Why focused context beats full history
Section titled “Why focused context beats full history”There is a temptation to think that giving the AI more context is always better. In practice, it is not. Longer context windows mean more tokens spent on retrieval and reasoning, more noise mixed with signal, and higher cost per request.

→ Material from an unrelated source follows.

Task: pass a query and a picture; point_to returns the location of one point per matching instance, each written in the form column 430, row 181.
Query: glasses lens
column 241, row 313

s2s takes the opposite approach: give the AI exactly what it needs for this stage, nothing more. The context package for the Engineering stage contains the PRD summary and the research findings — not the full conversation thread that produced them. The AI gets signal without noise.
This is also why .s2s/live.md is the orientation primitive rather than s2s status. Reading live.md costs around 150 tokens. Running s2s status and reading its output costs around 400 tokens. Over many sessions and many stages, that difference compounds.
What this means for cost
Section titled “What this means for cost”If you are using a paid AI API in standalone mode, the efficiency gains translate directly to lower cost per feature. The orchestration overhead that s2s eliminates is pure waste — tokens that went to workflow reasoning rather than to the artifact your project needed.
For teams running AI-assisted development at scale, eliminating 1,500–3,000 tokens of overhead per feature, across dozens of features per month, is a meaningful reduction in API spend.
In chat-native mode (the default), you are working within your AI client’s existing subscription or session — the token savings mean you hit context limits later and session quality stays higher for longer.
Configuring quality checks
Section titled “Configuring quality checks”Quality checks run on --submit. They are the only place where s2s evaluates artifact content — and even this runs locally, not through an LLM call. The quality score determines whether the artifact advances automatically or requires a review gate.
{ "quality": { "enabled": true, "minAutoApproveScore": 0.85, "blockOnFailure": false }}minAutoApproveScore is a 0.0–1.0 threshold. Artifacts that score above it advance to the next stage automatically. Artifacts below it return a failure message listing what is missing, and the AI fixes and resubmits. The default is 0.85.
blockOnFailure controls whether a quality failure exits with a non-zero code. Useful in CI pipelines where you want quality failures to be hard failures. Defaults to false.
Update these settings with s2s config edit.